Experts fear sales of the technology also export authoritarian ideas about biometric surveillance. The second largest exporter is the US.
By Will Knight January 24, 2023
PHOTOGRAPH: GETTY IMAGES
EARLY LAST YEAR, the government of Bangladesh began weighing an offer from an unnamed Chinese company to build a smart city on the Bay of Bengal with infrastructure enhanced by artificial intelligence. Construction of the high-tech metropolis has yet to begin, but if it proceeds it may include face recognition software that can use public cameras to identify missing persons or track criminals in a crowd—capabilities already standard in many Chinese cities.
The project is among those that make China the world leader in exporting face recognition, according to a study by academics at Harvard and MIT published last week by the Brookings Institution, a prominent think tank.
The report finds that Chinese companies lead the world in exporting face recognition, accounting for 201 export deals involving the technology, followed by US firms with 128 deals. China also has a lead in AI generally, with 250 out of a total of 1,636 export deals involving some form of AI to 136 importing countries. The second biggest exporter was the US, with 215 AI deals.
The report argues that these exports may enable other governments to perform more surveillance, potentially harming citizens’ human rights. “The fact that China is exporting to these countries may kind of flip them to become more autocratic, when in fact they could become more democratic,” says Martin Beraja, an economist at MIT involved in the study whose work focuses on the relationship between new technologies like AI, government policies, and macroeconomics.
Face recognition technology has numerous practical applications, including unlocking smartphones, providing authentication in apps, and finding friends in social media posts. The MIT-Harvard researchers focused on deals involving so-called smart city technology, where face recognition is often deployed to enhance video surveillance. The research used information on global surveillance projects from the Carnegie Endowment for International Peace and data scraped from Chinese AI companies.
In recent years US lawmakers and presidents have expressed concern that China is gaining an edge over the US in AI technology. The report seems to offer hard evidence of one area where that shift has already occurred.
“It bolsters the case for why we need to be setting parameters around this type of technology,” says Alexandra Seymour, an associate fellow at the Center for New American Security who studies the policy implications of AI.
There is growing bipartisan interest in the US in restricting Chinese technology worldwide. Under president Trump, the US government imposed rules designed to restrict the use of Huawei’s 5G technology in the US and elsewhere and took aim at China’s AI firms with a chip embargo. The Biden administration levied a more sweeping chip blockade that prevents Chinese companies accessing cutting edge chips or semiconductor manufacturing technology, and has placed sanctions on Chinese providers of face recognition used to monitor Uyghur Muslims.
Further efforts to limit the export of face recognition from China could perhaps take the form of sanctions on countries that import the technology, Seymour says. But she adds that the US also needs to set an example to the rest of the world in terms of regulating the use of facial recognition.
The fact that the US is the world’s second largest exporter of face recognition technology risks undermining the idea—promoted by the US government—that American technology naturally embodies values of freedom and democracy.
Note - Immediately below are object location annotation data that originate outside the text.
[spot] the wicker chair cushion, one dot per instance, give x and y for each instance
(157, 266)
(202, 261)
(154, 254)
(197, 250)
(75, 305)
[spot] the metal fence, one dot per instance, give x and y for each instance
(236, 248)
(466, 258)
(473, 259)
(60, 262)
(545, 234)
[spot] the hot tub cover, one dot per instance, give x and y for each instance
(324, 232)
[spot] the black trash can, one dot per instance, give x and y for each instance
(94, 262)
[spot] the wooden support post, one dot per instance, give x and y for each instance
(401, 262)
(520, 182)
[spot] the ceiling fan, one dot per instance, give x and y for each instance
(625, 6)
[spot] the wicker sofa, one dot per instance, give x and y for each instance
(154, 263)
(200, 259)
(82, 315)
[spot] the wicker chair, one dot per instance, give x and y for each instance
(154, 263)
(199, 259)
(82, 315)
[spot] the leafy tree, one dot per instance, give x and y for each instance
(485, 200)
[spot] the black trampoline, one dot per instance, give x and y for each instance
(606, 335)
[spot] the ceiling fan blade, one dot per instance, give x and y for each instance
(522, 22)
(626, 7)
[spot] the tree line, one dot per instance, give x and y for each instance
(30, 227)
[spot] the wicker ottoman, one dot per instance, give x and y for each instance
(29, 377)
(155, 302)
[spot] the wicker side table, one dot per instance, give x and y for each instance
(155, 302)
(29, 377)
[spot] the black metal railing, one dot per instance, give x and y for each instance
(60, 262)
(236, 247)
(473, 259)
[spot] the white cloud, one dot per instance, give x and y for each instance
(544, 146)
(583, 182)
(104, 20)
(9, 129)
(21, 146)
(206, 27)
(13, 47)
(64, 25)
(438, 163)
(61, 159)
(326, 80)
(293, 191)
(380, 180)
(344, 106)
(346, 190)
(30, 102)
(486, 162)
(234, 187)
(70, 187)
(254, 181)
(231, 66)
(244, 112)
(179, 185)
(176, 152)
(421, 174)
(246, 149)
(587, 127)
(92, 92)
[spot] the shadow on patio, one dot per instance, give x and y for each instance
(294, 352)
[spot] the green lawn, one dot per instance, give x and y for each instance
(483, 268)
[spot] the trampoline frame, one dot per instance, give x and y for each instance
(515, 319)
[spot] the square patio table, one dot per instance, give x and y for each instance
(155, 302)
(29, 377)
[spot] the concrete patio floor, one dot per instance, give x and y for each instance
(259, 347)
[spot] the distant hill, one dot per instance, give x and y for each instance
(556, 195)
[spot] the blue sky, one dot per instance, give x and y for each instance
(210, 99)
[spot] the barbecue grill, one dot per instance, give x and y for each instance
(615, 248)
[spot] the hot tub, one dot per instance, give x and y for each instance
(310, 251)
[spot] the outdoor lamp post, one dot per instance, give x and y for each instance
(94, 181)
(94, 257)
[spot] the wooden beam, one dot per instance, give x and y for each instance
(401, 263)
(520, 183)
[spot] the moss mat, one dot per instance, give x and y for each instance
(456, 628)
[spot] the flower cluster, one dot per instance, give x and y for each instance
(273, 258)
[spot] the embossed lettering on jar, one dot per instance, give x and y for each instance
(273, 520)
Use of facial recognition is rising among US police departments, and while some cities have placed restrictions on the use of the technology, there are no national standards restricting or limiting its use. Some US companies, such as Clearview AI, have developed and are exporting face recognition tools that can connect a surveillance camera image of a person to their online identities, a use case that civil liberties groups argue invades citizen’s privacy without legal justification.
Seymour says the best way for the US to counter China’s success in exporting face recognition may be to regulate its use at home and to then offer alternatives to Chinese technology abroad. “Having a conversation around values will help to shape some of the limitations that need to be set on these technologies,” she says. But the prospects of the US Congress agreeing on meaningful limits to the technology look slim.
Chinese companies have come to dominate face recognition technology partly because of ties to government entities that can provide huge quantities of photos as well as significant funding for the technology’s development. In a paper published in November 2021, Beraja and his coauthors argued that innovation in the development of face recognition AI can flourish in autocracies because of close alignment between the technology and government goals.
Controlling the spread of unsavory uses of face recognition could be difficult, because the same technology can have many more benign uses.
And David Yang, one of Beraja’s coauthors and an economist at Harvard University, says recent US moves to contain Chinese technology have focused more on preventing development of new capabilities, not limiting the transfer of existing ones. “China has already developed a comprehensive suite of surveillance AI tech that it can sell,” he says. “The recent restrictions do nothing to change that.”
Seymour of the Center for New American Security says other emerging areas of AI could also be set to develop into powerful new surveillance tools whose proliferation should be carefully monitored.
Face recognition was one of the first practical uses for AI to appear after vastly improved image processing algorithms using artificial neural networks surfaced in the early 2010s. She suggests the large language models that have caused excitement around clever conversational tools such as ChatGPT could follow a similar path, for example by being adapted into more effective ways to censor web content or analyze communications.